Avez-vous entendu parler du potawatomi ? Non, il ne s’agit pas d’un lointain cousin du marsupilami, aussi fictif que l’invention d’André Franquin ! Il s’agit d’une des langues amérindiennes, précisément, une langue algonquienne centrale, qui est parlée aux États-Unis, dans le Michigan, le Wisconsin et le Kansas et au Canada en Ontario. Aujourd’hui, elle est pratiquement éteinte, puisque non seulement la population ethnique n’est composée que de 25 000 personnes, mais le nombre de locuteurs est réduit à 50 [1].
Or, le potawatomi présente cette particularité d’être composé en majorité de verbes : en l’occurrence, 70 % des mots sont des verbes. Par comparaison, l’anglais n’en comporte que 30 % (le reste étant en priorité composé de noms et d’adjectifs).
Or, dans son traité sur l’interprétation, Aristote a relevé que le mot exclut le temps, alors que le verbe l’inclut. Autrement dit, le substantif est intemporel, alors que le verbe conjugué (nous ne parlons pas ici de l’infinitif qui est un verbe substantivé) inscrit le mot dans une histoire. Comme nous sommes des êtres historiques, voilà pourquoi il nous est impossible d’énoncer ou d’écrire une phrase sensée qui soit dénuée de verbe ; et si nous pouvons par exemple dire « Voici l’arbre » en présence de celui-ci, c’est que cette préposition est un mot-valise qui contracte et dissimule un verbe, en l’occurrence « vois » avec une autre préposition, « ici ». En revanche, il nous est possible de prononcer un simple verbe (« Viens ! »), même si une telle expression demeure très limitée.

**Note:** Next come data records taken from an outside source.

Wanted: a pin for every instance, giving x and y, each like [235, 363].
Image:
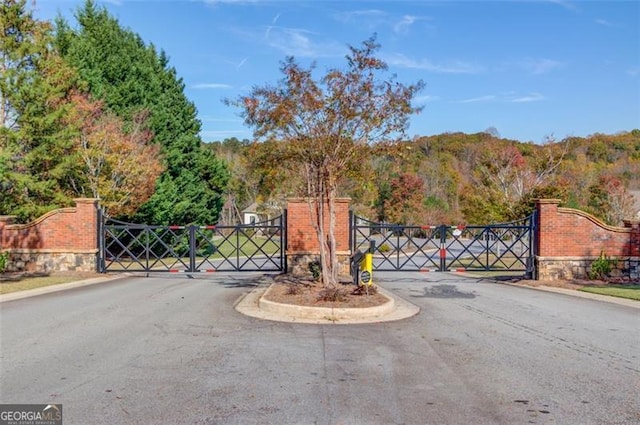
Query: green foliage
[4, 259]
[323, 126]
[601, 267]
[631, 292]
[130, 76]
[315, 269]
[36, 159]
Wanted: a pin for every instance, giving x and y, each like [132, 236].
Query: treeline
[90, 110]
[458, 178]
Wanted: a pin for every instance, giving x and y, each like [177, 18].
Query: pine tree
[130, 76]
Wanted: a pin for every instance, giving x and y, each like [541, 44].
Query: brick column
[86, 226]
[5, 220]
[547, 226]
[302, 241]
[634, 238]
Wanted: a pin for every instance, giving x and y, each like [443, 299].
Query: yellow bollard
[366, 269]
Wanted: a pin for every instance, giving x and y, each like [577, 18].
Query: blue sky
[530, 69]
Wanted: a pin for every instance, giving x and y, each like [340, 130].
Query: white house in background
[250, 214]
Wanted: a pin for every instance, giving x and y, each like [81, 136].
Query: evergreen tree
[130, 76]
[36, 153]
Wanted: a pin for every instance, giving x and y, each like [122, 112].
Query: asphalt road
[172, 350]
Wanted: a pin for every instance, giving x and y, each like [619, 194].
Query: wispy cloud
[300, 43]
[209, 135]
[425, 99]
[568, 5]
[533, 97]
[204, 86]
[540, 66]
[604, 22]
[634, 72]
[509, 97]
[486, 98]
[214, 2]
[403, 25]
[449, 67]
[209, 118]
[369, 16]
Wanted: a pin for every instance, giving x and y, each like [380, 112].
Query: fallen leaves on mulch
[288, 289]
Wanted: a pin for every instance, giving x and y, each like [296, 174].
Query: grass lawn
[32, 282]
[631, 292]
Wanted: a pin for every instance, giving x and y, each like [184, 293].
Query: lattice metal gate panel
[128, 247]
[504, 247]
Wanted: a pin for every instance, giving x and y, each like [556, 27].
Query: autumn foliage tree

Venons au philosophe contemporain. L’intuition de fond animant la philosophie de l’action qu’il a élaborée est que toute action agie est portée par une action agissante. Derrière l’acte posé par la volonté, il y a une dynamique jamais en repos qui l’oriente vers une fin qui excède sa nature. L’être humain possède cette caractéristique unique de ne s’achever que dans l’ordre surnaturel. Ainsi, tout acte accompli, achevé tend-il à se dépasser dans un surcroît. Puisque l’action humain s’insère toujours dans un temps et que son résultat, par sa constance, lui échappe relativement, l’on pourrait dire que la philosophie de Blondel est une philosophie du verbe (ou, de manière plus nuancée, qui privilégie le point de vue du verbe), et se distingue des autres philosophies qui sont des philosophies du mot (ou, de manière plus nuancée, qui privilégie le point de vue du mot). Voilà pourquoi, nous nous sommes permis, cum grano salis, de la rapprocher du potawatomi. Pour surmonter la difficulté proverbiale de cette si profonde philosophie blondélienne, faudrait-il prôner sa traduction en potawatomi ?
Pascal Ide
[1] Cf. Charles F. Hockett, « Potawatomi I: Phonemics, Morphophonemics and Morphological Survey », International Journal of American Linguistics, 14 (1948) n° 1, p. 1-10.